In a desperate effort to assume to the mantle of concerned middle-class parent, I have sat the mini-Ws down every night this week in front of the Royal Institution Christmas lectures. They were delivered by Chris Bishop, a scarily brainy boffin from Microsoft, who wrote his PhD thesis on quantum field theory.
One of the big successes of the week was getting the kids talking about binary. Even the younger of the minis was able to get the basic principle and convert simple numbers from one base to another. Mrs W understands that the messages we send out to aliens are coded in binary, as this is apparently the lingo they can relate to and would be their chosen method of response. It got us thinking at a number of levels about 'first contact' with the little green men and how everything would go.
Mini-W 1 couldn't understand why we didn't just ask the aliens to call us. Maybe send out a number for NASA or something like that. My theory is that if we had to convert every digit of the phone number - including the area code - into binary, then it would just become too long. It probably wouldn't fit on the three-and-a-half-inch floppy disk or whatever it is we've sent out into space.

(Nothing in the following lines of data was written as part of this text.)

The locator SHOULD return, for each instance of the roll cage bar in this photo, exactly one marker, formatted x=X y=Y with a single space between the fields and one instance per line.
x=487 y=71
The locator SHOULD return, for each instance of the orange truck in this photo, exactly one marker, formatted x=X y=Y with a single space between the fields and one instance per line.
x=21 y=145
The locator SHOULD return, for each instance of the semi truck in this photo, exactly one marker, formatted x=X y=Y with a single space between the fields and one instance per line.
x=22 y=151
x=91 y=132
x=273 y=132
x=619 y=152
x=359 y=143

Mrs W is worried about what happens when the aliens arrive. She doesn't speak binary. What if they colonised us and insisted that everyone had to learn it? Before long, all the roadsigns would be in ones and zeros and you wouldn't be able to order a cappuccino in Starbucks any more.

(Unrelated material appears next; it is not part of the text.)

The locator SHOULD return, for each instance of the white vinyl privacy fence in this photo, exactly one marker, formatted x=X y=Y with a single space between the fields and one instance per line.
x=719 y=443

This brought us on to a broader point. How much use would me and the Mrs be to aliens if they met us? They'd probably want to know about things we don't understand like maths and how bridges stay up and all the latest cutting-edge medical techniques. I could show them how to write a good ad, but that might not be their top priority. We concluded it was probably best if they went to see this bloke Chris Bishop on arrival, as he'd be able to deal with them appropriately. If, however, he was indisposed, we would probably be a better bet than some random person they found reading Heat on the tube.